Nikola Bilyk und Bence Imre waren mit je sieben Treffern die besten Kieler Werfer beim 66. Derby-Erfolg und nach zuvor fünf Niederlagen in Serie. Für die Gastgeber war Emil Jakobsen vor 6.300 Zuschauern in der ausverkauften Arena zehnmal erfolgreich.

Die Kieler musste auf ihren Spielmacher Elias Ellefsen á Skipagøtu verzichten. Der Färinger fehlte wegen Schulterproblemen. Dafür stand Torhüter Andreas Wolff, der am Sonntag beim 31:29-Heimsieg über Bundesliga-Spitzenreiter SC Magdeburg einen Gesichtstreffer erlitten hatte, von Beginn an zwischen den Pfosten.

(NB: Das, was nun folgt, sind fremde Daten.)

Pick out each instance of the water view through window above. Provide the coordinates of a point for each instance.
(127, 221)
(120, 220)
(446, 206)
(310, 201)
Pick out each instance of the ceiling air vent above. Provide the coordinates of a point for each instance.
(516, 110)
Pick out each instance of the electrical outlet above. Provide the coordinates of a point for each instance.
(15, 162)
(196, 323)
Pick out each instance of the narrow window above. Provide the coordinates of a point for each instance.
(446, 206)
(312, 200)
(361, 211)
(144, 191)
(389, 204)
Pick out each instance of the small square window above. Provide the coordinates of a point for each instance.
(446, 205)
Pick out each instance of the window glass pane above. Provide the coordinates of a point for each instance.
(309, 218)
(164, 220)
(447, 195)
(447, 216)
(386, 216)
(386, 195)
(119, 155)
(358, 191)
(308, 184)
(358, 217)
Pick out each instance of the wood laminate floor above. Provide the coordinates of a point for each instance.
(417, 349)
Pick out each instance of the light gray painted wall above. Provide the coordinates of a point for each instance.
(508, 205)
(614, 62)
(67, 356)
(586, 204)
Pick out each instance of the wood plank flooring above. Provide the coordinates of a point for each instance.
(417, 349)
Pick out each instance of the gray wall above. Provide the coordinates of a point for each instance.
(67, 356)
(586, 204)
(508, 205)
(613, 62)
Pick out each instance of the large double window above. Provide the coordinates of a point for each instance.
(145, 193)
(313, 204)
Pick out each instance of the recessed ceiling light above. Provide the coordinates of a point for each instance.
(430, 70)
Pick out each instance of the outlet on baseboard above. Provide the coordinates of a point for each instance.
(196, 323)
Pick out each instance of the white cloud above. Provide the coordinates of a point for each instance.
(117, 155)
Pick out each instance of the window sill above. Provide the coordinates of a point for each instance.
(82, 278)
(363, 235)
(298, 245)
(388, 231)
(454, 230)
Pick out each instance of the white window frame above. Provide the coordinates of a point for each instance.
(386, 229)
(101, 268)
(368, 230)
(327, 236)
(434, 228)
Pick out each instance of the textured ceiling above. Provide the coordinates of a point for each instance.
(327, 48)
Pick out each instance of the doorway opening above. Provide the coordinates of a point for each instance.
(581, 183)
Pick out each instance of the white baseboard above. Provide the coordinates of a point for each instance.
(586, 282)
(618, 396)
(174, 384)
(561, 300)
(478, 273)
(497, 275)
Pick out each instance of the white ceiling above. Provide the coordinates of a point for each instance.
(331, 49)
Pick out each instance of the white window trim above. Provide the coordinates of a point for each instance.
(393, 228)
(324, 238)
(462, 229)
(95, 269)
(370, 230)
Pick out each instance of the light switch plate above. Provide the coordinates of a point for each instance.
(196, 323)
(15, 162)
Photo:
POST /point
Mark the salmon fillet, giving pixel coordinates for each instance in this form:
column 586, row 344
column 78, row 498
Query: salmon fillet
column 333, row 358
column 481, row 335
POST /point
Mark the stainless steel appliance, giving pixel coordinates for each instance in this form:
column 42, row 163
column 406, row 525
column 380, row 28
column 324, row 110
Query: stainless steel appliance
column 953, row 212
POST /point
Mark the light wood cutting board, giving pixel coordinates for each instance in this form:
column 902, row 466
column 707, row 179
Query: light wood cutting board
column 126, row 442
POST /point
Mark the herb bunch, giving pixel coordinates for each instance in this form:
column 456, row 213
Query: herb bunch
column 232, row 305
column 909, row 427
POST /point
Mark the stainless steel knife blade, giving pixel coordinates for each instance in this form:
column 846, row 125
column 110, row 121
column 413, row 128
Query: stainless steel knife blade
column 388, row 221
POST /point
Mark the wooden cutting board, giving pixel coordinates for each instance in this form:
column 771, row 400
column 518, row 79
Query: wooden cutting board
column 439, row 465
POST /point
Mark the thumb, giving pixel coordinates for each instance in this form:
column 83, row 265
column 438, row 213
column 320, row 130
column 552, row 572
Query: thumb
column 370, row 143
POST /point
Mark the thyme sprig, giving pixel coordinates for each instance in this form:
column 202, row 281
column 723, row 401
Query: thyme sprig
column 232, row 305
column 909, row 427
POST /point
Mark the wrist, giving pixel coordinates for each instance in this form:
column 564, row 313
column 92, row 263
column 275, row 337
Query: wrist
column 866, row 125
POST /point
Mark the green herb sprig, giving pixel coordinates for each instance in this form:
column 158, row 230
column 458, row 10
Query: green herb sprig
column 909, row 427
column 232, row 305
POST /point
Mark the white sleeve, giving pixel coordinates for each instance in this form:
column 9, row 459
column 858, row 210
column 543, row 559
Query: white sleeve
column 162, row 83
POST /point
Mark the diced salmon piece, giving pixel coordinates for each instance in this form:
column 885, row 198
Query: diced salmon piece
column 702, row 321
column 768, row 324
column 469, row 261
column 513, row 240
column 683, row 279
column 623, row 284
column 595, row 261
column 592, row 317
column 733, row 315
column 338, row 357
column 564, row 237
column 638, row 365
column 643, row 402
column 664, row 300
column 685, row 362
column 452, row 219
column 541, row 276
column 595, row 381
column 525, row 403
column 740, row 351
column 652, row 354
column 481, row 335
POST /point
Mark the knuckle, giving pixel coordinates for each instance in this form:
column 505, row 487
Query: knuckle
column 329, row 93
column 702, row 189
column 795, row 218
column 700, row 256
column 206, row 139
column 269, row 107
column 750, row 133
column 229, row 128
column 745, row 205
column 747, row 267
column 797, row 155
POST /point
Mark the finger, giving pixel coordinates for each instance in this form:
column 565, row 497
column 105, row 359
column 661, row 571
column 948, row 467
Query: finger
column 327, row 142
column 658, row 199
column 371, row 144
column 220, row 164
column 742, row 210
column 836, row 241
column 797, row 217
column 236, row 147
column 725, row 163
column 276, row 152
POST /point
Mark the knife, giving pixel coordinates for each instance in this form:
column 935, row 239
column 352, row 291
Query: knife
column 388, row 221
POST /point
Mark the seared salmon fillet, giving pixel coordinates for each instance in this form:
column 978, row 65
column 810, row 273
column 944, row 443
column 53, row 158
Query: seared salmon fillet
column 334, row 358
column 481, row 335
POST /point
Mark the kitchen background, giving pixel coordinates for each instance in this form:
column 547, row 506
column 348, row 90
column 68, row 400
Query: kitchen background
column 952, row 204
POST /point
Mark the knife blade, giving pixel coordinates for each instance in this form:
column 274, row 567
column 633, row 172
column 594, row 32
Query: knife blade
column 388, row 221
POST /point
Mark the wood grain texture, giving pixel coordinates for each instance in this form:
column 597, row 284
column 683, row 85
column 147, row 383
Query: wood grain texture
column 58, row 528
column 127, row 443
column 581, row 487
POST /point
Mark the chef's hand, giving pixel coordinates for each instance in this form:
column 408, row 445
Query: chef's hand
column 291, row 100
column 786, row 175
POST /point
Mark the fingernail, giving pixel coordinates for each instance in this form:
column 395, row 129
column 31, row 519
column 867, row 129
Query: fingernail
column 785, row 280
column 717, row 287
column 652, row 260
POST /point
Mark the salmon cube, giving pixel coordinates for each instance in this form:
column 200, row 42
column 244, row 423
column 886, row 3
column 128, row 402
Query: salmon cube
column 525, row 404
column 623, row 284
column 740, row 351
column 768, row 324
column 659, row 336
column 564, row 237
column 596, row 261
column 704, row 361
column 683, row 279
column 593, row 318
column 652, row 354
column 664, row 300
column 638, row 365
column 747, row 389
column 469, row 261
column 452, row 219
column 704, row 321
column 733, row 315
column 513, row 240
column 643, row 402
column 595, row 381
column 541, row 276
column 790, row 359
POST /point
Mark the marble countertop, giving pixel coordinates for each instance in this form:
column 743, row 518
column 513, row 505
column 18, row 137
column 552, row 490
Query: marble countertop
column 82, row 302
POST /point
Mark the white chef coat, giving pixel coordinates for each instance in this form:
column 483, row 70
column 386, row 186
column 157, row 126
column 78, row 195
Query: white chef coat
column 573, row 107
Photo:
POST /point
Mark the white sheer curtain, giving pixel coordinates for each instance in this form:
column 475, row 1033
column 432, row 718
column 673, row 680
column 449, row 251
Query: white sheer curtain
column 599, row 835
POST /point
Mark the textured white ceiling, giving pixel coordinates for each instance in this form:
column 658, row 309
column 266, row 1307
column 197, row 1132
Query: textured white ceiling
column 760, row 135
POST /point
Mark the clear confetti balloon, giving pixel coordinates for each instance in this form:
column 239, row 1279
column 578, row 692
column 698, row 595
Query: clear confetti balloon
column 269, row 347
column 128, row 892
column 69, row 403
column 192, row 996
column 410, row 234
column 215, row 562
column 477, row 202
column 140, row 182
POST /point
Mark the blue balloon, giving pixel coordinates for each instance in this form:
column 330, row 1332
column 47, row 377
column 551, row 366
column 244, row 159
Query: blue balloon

Andreas Wolff glänzt in der Schlussphase

Nach einem ausgeglichenen Start in die Partie hatten die Flensburger ihre erste gute Phase. Domen Novak erzielte in der 22. Minute das 11:8, Patrick Volz sorgte per Tempogegenstoß für das 14:10 (27.) und damit erstmals für einen Vorsprung von vier Treffern. Das änderte sich zu Beginn der zweiten Hälfte. Der erst 18 Jahre alte Rasmus Ankermann sorgte für das 20:18 (39.) der «Zebras».

In der Endphase glänzte Wolff mit starken Paraden gegen Jakobsen, Lasse Möller und Aksel Horgen. Das 30:27 der Kieler durch den Siebenmeter-Nachwurf von Imre (57.) holten die Gastgeber nicht mehr auf.